On Aug. 14, in a month that also marked her retirement from the Center, Kilfoy was among those honored with a “Good People” award at the Center for Families’ “Paint the Town Blue” event. In presenting her with this award, co-worker Fay McClurg characterized Kilfoy’s accomplishments this way: “Sharon is a visual artist. Her works brighten our hallways and make Center for Families a place that not only feels good but looks good. Sharon is a writer. Her words show a passion when she writes about vulnerable children and families. Her sentences are clear and straightforward when writing policy and procedures. She is always grammatically correct.
“Sharon is a teacher,” McClurg continued. “You can see her influence in the child care program of the Respite Center, in the children’s art on the walls of Center for Families, and in the murals she paints that decorate the city. Sharon is as Sharon does.”
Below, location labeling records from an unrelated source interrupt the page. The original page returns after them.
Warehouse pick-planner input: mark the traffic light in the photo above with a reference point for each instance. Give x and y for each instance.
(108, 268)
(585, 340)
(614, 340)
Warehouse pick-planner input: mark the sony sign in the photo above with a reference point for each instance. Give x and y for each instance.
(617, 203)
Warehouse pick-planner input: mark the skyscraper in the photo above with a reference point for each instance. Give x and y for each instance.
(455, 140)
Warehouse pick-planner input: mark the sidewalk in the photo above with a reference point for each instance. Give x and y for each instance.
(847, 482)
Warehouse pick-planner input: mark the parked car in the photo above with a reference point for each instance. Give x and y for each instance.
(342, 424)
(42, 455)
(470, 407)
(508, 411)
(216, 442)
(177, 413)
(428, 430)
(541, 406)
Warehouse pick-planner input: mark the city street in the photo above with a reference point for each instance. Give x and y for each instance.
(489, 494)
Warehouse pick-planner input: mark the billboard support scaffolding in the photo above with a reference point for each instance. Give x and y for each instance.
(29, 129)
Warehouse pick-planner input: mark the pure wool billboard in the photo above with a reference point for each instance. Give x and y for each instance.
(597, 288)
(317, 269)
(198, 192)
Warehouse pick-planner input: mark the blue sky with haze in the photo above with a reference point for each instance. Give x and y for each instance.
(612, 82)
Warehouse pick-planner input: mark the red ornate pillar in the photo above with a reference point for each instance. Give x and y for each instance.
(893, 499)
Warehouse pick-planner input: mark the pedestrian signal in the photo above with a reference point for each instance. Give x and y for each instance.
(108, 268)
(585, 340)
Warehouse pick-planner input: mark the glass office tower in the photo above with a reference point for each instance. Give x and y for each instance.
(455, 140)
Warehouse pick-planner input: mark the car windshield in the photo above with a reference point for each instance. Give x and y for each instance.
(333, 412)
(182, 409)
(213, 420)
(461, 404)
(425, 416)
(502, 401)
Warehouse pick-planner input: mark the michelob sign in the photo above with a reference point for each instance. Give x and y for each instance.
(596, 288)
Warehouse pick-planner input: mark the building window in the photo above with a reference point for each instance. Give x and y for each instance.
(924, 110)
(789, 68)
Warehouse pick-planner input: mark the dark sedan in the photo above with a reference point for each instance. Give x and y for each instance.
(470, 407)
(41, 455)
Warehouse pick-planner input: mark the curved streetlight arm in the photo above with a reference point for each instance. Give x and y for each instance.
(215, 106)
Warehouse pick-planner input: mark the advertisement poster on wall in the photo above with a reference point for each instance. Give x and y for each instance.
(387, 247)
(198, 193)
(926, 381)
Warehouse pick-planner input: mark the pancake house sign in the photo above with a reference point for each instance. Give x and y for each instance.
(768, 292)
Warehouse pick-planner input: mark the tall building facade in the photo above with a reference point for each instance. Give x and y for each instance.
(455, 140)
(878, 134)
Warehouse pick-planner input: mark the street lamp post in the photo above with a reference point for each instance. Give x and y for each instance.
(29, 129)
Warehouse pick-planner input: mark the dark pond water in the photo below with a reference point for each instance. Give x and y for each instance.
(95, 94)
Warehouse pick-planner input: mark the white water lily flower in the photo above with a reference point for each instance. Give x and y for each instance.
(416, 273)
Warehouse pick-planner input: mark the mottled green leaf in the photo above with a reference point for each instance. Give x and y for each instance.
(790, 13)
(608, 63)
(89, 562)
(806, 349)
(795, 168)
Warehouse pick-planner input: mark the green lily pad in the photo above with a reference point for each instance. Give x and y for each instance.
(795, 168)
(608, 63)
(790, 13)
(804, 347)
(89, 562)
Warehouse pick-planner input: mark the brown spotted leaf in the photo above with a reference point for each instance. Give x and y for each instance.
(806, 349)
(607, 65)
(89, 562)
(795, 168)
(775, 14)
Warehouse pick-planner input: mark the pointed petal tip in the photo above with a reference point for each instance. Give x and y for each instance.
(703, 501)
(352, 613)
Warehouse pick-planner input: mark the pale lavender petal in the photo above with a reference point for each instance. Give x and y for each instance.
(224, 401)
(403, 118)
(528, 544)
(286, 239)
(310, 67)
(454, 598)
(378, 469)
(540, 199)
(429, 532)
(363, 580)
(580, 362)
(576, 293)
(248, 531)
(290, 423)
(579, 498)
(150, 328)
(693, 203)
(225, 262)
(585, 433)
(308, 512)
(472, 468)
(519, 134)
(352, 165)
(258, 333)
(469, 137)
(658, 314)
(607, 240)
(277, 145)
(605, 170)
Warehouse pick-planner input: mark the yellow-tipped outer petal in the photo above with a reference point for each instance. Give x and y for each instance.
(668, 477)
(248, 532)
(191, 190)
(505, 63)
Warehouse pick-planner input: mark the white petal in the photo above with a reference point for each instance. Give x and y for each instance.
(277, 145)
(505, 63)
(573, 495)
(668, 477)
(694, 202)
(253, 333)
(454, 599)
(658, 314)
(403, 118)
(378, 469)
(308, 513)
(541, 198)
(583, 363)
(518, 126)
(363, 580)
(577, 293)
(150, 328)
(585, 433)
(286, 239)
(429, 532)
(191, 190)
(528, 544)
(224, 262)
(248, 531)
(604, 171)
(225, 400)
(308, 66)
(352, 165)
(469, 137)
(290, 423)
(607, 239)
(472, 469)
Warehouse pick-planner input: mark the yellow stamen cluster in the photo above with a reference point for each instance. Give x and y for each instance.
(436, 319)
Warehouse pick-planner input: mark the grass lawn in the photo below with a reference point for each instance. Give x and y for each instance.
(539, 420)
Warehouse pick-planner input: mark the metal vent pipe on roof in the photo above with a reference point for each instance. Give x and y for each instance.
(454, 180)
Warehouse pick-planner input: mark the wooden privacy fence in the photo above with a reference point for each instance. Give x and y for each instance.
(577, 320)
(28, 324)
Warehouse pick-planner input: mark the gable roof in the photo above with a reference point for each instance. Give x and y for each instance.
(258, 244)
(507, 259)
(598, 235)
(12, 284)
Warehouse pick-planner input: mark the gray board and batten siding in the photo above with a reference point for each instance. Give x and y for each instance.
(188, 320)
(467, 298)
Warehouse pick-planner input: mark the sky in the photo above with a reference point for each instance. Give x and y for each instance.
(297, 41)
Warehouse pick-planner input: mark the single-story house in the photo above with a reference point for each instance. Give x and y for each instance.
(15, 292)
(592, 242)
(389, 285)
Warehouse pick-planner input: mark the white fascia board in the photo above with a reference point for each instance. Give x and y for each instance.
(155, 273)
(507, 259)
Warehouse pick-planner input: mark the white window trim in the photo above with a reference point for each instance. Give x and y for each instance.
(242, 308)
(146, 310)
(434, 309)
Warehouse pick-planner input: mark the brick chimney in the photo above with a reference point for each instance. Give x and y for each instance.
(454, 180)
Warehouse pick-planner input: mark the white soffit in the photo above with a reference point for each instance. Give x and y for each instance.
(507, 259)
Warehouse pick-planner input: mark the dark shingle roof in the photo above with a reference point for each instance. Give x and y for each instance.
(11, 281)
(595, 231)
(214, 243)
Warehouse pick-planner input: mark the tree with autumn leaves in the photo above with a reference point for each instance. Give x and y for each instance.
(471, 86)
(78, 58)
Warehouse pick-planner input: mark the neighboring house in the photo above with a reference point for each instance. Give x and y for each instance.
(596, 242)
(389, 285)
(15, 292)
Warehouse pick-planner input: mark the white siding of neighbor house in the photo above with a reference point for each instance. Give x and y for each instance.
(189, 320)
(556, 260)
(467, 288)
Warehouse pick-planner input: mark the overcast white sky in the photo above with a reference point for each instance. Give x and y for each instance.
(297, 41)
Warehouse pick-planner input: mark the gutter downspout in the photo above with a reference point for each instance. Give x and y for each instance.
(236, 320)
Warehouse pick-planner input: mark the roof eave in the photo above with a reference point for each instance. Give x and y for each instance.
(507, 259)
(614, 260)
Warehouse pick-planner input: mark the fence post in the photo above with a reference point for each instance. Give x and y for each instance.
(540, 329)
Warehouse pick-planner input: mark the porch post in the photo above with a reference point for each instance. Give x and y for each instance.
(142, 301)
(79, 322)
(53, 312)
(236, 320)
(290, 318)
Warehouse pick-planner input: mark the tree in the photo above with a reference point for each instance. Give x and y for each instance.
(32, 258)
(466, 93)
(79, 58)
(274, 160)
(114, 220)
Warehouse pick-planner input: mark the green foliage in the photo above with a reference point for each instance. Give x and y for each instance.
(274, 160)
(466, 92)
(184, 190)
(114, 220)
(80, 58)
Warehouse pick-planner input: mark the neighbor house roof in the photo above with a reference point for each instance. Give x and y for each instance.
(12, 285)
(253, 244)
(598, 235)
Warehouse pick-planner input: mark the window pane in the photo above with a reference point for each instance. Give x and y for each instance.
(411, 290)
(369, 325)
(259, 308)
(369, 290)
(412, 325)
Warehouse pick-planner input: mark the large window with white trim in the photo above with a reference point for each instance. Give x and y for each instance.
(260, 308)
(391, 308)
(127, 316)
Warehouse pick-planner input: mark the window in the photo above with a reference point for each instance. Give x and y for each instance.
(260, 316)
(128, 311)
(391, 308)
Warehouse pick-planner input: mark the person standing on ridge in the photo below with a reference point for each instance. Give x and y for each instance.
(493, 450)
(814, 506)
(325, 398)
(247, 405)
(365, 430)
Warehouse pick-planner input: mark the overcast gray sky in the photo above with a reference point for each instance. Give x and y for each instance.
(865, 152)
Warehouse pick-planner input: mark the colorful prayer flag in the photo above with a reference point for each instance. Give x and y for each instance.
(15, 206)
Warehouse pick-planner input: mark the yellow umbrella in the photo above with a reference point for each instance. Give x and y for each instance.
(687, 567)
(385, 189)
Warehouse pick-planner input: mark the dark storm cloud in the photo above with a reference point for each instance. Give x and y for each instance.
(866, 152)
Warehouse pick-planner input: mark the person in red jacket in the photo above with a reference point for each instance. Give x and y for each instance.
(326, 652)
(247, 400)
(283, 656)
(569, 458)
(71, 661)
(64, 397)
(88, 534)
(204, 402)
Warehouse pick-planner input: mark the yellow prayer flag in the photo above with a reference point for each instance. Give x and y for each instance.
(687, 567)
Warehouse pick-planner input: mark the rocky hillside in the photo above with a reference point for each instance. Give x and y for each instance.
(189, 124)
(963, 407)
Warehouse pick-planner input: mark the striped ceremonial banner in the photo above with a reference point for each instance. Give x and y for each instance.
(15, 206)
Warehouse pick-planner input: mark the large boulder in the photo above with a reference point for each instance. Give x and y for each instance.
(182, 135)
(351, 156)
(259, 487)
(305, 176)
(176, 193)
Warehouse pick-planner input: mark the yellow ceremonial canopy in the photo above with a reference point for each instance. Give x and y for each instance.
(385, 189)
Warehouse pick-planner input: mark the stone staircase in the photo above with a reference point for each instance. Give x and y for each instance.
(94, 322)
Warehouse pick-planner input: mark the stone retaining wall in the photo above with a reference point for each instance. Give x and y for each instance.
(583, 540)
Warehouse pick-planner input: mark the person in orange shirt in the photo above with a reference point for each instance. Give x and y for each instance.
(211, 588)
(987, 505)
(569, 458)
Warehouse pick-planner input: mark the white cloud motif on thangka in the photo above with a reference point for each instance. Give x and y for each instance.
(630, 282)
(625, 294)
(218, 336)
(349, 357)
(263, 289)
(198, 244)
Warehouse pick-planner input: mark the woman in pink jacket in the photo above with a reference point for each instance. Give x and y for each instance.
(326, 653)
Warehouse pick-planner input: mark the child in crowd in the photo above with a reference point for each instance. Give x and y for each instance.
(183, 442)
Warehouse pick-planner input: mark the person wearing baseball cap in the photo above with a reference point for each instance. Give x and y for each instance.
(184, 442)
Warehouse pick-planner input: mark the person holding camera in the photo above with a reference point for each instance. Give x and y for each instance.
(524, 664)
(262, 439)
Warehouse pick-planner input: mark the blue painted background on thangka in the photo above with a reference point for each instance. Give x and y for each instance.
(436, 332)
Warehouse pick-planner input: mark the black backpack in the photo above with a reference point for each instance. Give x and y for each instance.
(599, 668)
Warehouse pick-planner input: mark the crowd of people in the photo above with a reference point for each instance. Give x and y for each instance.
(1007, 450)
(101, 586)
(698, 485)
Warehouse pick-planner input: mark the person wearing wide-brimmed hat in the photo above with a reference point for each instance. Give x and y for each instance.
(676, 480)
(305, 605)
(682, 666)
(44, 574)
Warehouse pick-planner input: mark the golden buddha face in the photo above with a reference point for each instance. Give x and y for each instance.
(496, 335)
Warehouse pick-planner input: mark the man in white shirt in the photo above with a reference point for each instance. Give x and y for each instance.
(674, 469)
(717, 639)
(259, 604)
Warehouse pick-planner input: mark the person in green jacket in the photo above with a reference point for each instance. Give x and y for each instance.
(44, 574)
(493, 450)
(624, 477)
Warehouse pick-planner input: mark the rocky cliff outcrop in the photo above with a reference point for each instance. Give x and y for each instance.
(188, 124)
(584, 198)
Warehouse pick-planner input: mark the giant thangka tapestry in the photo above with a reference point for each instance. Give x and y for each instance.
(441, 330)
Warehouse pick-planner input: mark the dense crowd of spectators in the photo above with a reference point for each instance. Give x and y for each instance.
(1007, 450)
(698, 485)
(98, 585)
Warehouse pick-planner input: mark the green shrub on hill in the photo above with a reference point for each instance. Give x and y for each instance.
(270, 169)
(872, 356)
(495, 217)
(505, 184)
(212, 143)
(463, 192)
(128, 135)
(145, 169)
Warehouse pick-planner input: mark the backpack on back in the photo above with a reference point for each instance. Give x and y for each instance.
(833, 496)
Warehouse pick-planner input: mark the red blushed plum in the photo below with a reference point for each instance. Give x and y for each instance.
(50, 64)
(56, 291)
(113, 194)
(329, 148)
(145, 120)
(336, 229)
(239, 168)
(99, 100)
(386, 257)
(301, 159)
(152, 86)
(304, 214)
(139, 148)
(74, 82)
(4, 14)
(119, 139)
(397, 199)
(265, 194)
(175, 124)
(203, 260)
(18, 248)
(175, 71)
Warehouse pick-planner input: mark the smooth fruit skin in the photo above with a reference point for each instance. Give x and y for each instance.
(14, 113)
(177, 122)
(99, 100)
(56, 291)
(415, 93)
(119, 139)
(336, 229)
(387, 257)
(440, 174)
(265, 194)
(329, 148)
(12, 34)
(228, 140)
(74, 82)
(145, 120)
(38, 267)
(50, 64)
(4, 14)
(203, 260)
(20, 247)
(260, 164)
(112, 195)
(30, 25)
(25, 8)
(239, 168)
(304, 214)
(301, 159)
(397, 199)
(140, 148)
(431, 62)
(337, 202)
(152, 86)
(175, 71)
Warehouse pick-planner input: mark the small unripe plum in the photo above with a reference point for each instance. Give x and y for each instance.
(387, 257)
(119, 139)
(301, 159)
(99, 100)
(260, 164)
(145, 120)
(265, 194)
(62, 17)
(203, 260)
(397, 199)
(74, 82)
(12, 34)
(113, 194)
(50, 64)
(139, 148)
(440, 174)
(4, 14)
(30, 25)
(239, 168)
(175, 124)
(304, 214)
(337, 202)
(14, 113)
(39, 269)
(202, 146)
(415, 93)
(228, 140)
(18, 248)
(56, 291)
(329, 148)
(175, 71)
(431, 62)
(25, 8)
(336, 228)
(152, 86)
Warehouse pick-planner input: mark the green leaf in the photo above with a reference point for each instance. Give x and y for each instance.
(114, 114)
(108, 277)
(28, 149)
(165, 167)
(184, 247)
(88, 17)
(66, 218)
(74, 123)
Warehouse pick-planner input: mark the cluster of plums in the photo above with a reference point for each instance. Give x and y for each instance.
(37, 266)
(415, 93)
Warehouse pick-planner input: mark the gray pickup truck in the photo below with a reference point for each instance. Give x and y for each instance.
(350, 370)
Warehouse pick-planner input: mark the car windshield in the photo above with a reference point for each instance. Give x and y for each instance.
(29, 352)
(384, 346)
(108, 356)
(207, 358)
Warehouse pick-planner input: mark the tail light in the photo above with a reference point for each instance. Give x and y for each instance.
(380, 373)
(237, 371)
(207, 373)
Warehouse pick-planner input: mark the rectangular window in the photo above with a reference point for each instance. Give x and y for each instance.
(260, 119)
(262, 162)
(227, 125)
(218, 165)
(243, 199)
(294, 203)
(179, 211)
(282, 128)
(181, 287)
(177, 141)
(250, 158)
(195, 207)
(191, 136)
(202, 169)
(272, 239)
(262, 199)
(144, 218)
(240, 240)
On Aug. 30, Sharon Kilfoy used one of her many highly developed talents — her gift as a writer — in bidding farewell to her colleagues at the Center — co-workers who had become like family. Here it is:
Dear Center for Families staff,
I am writing to you today as it is my last day at Center for Families. I began working for the Respite Center in 1986 as a child care specialist. With a background in philosophy and art, it was a bit of a mystery that I got hired in the first place. It seemed that as I was raising my four children down the street from the Respite Center’s first home on Willy St (across from the CC Rider’s motorcycle clubhouse) and was taking care of some of the same neighborhood kids as the Respite Center, it was decided to pay me to take care of other people’s kids and make sure I knew what I was doing. I sure learned a lot!
Taking care of kids was always second nature to me, so that wasn’t a challenge – but knowing when to say “NO” didn’t come as easily. Family Service Workers not only taught me about supporting parents as well as kids, they insisted that I check with them before going to kids birthday parties, agreeing to teach kids how to swim, etc.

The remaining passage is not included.